Editors are not collaborative by default; to activate it, install the extension
Installation using mamba/conda:
mamba install -c conda-forge jupyter_collaboration
Installation using pip:
pip install jupyter_collaboration
To share a document with other users, you can copy the URL and send it, or you can install a helpful extension called jupyterlab-link-share that might help to share the link including the token.
The new collaborative editing feature enables collaboration in real-time between multiple clients without user roles. When sharing the URL of a document to other users, they will have access to the same environment you are working on (they can e.g. write and execute the cells of a notebook).
Moreover, you can see the cursors from other users with an anonymous username, a username that will disappear in a few seconds to make room for what is essential, the document’s content.
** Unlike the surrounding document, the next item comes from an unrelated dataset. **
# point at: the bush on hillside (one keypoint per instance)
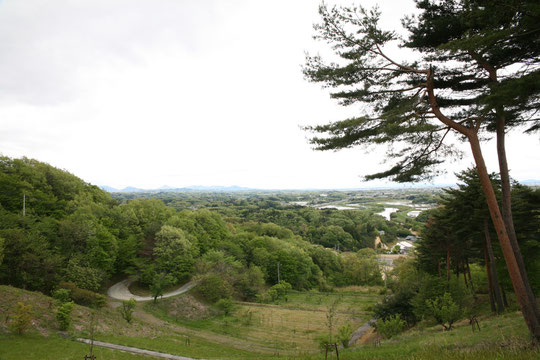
(390, 327)
(22, 319)
(84, 297)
A nice improvement from Real Time Collaboration (RTC) is that you don’t need to worry
about saving a document anymore. It is automatically taken care of: each change made by
any user to a document is saved after one second by default. You can see it with the dirty indicator
being set after a change, and cleared after saving. This even works if the file is modified
outside of JupyterLab’s editor, for instance in the back-end with a third-party editor or
after changing branch in a version control system such as
git. In this case, the file is
watched and any change will trigger the document update within the next second, by default.
Something you need to be aware of is that not all editors in JupyterLab support RTC
synchronization. Additionally, opening the same underlying document using different editor
types currently results in a different type of synchronization.
For example, in JupyterLab, you can open a Notebook using the Notebook
editor or a plain text editor, the so-called Editor. Those editors are
not synchronized through RTC because, under the hood, they use a different model to
represent the document’s content, what we call
DocumentModel. If you
modify a Notebook with one editor, it will update the content in the other editor within
one second, going through the file change detection mentioned above.
Overall, document write access is much more streamlined with RTC. You will never see any warning message indicating that the file was modified by someone else, and asking if you want to keep your changes or revert to the saved content. There cannot be any conflict, everyone works in sync on the same document.